DONEGAL people will still have to pay out “life changing” sums of money to fix their mica affected homes despite the government promising a 100 per cent redress scheme.
Leading mica campaigners say they cannot support the revised mica redress scheme due to the “devastating” sliding scale applied on the rate of each 1,000 square feet.
The sliding scale means the first 1,000 square feet will be covered by a rate of €145, the second 1,000 square feet by €110 and €100 thereafter.
Based on 158 applications through the Donegal County Council, the average home owner will have to pay out €65,000 to rebuild their mica affected homes, even with the help of the grant.
Speaking during a press conference held yesterday Mica Action Group spokesperson Michael Doherty said the scheme was unattainable for many families.
“Who in this country could see this as an acceptable proposition,” he asked.
“Lets stop talking about this €420,000 cap which was purely designed to lead people to think that the people in Donegal are being offered this amount to fix their homes and they want more.
“The average home is coming in at €360,000. That is not triggering the €420,000 cap but yet that family will have to pay out €65,000.
“Even in the smaller rooms, if we go down to a 1,700 square-foot house, we’re still €30,000 short.”
Michael Doherty said the sliding scale was a “deal breaker” and that homeowners need €150 per square foot to rebuild their homes.
He believes the cap of €420,000 is being used as a “smokescreen” by the government when the reality is that many home owners will not be able to access the maximum grant.

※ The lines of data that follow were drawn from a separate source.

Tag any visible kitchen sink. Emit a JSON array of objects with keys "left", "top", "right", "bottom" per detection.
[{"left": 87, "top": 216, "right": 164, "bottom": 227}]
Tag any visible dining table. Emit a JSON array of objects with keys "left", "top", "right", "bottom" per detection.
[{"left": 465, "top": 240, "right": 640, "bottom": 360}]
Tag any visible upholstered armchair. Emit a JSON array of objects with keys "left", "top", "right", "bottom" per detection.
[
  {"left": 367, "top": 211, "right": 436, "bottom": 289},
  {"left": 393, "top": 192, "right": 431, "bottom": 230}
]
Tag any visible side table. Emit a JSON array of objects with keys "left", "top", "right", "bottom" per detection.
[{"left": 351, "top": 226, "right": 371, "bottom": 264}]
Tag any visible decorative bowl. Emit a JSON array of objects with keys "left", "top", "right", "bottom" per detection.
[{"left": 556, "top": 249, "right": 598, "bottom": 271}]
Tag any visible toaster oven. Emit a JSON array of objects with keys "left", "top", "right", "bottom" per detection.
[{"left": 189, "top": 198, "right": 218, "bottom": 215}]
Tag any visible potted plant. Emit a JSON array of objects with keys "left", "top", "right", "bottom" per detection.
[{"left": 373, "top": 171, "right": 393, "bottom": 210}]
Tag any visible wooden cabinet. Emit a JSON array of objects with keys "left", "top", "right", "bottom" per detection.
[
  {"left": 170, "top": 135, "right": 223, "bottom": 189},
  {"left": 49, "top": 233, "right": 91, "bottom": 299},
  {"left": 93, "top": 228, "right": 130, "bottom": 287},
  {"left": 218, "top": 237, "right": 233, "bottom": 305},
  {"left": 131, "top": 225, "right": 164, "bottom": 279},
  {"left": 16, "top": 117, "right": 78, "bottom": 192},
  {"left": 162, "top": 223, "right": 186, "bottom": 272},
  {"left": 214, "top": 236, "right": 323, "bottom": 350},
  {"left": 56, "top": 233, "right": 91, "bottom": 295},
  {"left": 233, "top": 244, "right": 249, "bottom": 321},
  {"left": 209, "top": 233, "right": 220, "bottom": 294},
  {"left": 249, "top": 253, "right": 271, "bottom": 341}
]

He continued, “The sliding scheme has been slid in at the eleventh hour so it was slipped in at some stage just prior to the cabinet meeting. It is extremely disappointing and it is a deal breaker.
“As a deal breaker it flies in the face of opportunity that many other parts of the scheme did offer which would benefit home owners,” said Mr Doherty.
The government has said the sliding scale will be reviewed annually. But campaigners believe homeowners will still be faced with hefty bills.
Mr Doherty said that if the sliding scale is removed, campaigners could work with the Government on the scheme.
“The only way the scheme will work is if they remove the sliding scale that was introduced at the eleventh hour.
“We cannot support the scheme. We cannot ask ordinary families to go out and find €65,000 to avail of the scheme.”